On 09.11.2013 19:18, Heikki Linnakangas wrote:
On 09.11.2013 18:49, Heikki Linnakangas wrote:
We could just punt if more than X pages would need to be changed. That
would mean that we never delete pages at the top (h - X) levels of the
tree. In practice that should be fine if X is high enough.
As a data point, GIN list page deletion holds 16 pages locked at once
(GIN_NDELETE_AT_ONCE). Normally, a 16-level deep B-tree is pretty huge.
As another data point, in the worst case the keys are so wide that only
2 keys fit on each B-tree page. With that assumption, the tree can be at
most 32 levels deep if you just insert into it with no deletions, since
MaxBlockNumber ~= 2^32 (I may be off by one in either direction, not
sure). Deletions make it more complicated, but I would be pretty
surprised if you can construct a B-tree tallers than, say 40 levels.

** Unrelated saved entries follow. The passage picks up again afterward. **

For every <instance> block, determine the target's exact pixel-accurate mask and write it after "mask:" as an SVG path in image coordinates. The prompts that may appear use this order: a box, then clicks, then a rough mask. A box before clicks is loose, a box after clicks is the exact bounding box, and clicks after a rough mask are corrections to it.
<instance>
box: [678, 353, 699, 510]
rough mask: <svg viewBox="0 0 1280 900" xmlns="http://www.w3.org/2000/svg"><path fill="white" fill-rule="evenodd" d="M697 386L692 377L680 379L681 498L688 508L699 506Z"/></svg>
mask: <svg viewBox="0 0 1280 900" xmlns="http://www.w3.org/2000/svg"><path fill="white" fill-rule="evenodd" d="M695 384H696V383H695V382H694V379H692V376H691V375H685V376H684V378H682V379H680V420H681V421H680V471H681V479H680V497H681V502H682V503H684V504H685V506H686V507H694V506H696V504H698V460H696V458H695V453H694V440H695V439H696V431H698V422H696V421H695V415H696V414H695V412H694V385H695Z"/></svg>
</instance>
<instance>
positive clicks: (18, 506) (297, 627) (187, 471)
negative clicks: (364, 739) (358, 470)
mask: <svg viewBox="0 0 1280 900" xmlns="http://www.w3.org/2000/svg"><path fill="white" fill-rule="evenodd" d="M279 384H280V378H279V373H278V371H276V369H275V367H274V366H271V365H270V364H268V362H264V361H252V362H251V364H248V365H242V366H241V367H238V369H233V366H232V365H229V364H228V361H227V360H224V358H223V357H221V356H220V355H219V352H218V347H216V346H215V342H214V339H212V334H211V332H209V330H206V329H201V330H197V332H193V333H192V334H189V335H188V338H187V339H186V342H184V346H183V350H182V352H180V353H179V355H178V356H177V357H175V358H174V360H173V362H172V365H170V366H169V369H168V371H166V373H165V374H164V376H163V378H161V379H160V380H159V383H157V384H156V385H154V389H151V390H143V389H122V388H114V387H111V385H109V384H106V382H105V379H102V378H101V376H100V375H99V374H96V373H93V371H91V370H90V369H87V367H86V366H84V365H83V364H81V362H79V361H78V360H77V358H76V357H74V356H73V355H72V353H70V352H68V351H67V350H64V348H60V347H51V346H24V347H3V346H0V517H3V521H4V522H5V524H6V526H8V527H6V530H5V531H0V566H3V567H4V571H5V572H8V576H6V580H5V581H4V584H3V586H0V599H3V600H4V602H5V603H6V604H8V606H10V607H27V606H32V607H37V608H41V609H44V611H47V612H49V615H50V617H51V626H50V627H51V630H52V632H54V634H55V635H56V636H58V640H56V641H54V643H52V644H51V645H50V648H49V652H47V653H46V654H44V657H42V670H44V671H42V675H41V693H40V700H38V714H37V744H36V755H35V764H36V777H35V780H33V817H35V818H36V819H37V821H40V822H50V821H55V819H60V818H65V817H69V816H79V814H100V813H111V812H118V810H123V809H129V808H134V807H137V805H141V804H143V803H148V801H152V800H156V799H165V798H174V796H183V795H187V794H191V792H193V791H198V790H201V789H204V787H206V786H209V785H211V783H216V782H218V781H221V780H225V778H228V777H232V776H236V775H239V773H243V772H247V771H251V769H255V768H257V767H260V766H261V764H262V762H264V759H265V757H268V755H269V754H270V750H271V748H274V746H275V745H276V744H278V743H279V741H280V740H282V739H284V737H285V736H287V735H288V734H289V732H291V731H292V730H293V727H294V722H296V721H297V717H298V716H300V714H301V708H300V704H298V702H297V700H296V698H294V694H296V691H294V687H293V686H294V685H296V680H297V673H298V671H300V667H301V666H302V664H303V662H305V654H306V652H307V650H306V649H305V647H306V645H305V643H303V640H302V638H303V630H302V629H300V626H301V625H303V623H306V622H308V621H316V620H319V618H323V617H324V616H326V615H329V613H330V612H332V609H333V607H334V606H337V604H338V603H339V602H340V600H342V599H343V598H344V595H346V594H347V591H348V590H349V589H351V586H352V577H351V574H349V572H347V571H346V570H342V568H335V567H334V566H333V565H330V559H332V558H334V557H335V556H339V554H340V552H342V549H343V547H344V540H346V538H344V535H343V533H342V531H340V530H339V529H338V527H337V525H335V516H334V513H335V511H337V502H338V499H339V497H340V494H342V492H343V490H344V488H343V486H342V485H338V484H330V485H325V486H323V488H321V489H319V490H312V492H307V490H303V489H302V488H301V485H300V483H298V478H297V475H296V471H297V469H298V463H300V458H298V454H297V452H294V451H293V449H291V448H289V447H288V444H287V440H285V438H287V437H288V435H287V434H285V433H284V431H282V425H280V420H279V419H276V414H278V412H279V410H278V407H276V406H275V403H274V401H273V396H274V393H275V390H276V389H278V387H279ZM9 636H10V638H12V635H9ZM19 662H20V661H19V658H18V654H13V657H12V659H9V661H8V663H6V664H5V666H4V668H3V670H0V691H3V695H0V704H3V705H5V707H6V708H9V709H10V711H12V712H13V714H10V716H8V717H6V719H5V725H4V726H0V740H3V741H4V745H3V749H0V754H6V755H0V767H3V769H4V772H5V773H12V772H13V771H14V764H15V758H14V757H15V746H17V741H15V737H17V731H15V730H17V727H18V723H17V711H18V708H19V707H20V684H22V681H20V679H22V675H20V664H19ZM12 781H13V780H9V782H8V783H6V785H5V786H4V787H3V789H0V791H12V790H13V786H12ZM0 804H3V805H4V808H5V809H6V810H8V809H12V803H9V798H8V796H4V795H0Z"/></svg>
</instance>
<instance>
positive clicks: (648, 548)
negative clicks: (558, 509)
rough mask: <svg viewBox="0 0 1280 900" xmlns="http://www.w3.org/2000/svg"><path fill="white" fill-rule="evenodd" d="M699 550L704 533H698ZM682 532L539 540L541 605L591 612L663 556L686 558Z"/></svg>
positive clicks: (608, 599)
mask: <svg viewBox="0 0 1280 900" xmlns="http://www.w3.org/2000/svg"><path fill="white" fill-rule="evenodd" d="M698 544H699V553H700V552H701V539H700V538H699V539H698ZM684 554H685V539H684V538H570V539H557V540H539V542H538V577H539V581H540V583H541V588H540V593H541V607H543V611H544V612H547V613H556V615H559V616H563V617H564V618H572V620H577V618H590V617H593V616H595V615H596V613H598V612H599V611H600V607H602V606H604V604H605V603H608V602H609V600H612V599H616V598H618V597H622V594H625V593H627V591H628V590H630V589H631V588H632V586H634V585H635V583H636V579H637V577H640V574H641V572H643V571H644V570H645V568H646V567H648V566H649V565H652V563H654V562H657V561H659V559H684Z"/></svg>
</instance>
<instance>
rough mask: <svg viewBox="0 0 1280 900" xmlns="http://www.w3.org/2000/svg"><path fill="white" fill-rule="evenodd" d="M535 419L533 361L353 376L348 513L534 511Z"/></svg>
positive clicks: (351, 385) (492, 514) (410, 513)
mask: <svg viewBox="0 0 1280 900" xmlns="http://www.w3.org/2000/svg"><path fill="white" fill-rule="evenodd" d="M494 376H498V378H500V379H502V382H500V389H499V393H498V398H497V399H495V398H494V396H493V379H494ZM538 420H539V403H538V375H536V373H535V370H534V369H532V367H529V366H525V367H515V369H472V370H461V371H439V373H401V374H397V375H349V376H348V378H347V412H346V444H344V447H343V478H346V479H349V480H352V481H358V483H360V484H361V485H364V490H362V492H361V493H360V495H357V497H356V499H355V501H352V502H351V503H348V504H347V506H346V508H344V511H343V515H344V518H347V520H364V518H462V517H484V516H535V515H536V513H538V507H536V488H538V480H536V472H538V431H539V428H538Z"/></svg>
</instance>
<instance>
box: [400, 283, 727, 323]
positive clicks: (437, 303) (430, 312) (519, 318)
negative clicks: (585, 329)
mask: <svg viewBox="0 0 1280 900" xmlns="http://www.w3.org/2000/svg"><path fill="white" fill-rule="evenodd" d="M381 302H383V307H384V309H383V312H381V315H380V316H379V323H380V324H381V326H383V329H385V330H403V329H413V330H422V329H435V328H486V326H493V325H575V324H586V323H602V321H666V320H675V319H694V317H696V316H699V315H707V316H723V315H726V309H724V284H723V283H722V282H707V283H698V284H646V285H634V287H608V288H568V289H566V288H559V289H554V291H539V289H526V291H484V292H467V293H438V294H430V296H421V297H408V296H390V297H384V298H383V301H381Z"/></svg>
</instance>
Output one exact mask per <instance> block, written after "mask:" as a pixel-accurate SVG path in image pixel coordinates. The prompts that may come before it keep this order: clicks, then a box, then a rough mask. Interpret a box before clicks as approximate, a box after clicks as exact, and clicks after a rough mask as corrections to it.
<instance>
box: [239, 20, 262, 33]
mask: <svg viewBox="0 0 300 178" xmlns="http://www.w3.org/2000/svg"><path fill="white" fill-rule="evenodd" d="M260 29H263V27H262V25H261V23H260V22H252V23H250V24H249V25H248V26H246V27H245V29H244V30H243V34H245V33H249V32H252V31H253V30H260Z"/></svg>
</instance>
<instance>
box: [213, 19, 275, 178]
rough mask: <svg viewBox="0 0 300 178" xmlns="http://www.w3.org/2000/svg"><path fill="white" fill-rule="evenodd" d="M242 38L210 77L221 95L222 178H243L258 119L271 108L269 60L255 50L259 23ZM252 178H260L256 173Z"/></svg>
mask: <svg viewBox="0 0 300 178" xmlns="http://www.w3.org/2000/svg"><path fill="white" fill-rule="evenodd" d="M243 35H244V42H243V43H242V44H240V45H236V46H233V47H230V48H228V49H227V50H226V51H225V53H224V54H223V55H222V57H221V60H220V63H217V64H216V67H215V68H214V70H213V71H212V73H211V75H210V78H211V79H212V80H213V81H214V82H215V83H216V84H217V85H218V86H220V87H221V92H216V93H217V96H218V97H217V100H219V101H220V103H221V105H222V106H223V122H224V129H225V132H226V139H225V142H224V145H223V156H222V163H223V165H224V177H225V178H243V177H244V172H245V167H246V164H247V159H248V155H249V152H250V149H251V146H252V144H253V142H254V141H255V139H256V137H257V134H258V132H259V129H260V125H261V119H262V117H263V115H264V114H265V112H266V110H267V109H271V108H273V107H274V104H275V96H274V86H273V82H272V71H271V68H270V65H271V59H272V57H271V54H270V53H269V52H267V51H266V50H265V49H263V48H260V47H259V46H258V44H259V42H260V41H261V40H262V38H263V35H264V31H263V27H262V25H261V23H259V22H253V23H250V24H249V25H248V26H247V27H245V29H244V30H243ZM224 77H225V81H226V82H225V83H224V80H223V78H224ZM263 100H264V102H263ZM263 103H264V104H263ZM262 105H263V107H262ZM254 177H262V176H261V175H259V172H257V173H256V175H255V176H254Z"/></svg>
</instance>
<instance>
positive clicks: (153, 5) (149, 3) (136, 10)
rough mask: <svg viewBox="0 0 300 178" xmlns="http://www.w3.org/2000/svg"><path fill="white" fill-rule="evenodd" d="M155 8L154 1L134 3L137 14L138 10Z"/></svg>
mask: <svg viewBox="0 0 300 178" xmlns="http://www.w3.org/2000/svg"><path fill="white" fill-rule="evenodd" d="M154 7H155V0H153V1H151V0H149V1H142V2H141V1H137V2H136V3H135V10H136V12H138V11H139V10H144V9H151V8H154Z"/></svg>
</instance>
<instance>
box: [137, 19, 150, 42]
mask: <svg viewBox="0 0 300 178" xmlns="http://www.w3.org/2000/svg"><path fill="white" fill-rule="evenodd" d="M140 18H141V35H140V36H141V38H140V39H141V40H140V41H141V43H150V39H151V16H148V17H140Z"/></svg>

On further thought, it's worse than that. To delete a page, you need to
lock the left and right siblings, so you need 3 pages locked per each
level you delete...

On further further thought, we don't need to unlink the pages immediately. It's enough to mark them as half-dead and remove the downlink to the upmost half-dead page. Marking a page as half-dead is as good as deleting it outright as far as searches and insertions are concerned. Actually unlinking the pages from the left and right siblings can be done at any later time, and doesn't need to be done in any particular order.

So, my original musings about the number of concurrent locks needed still holds.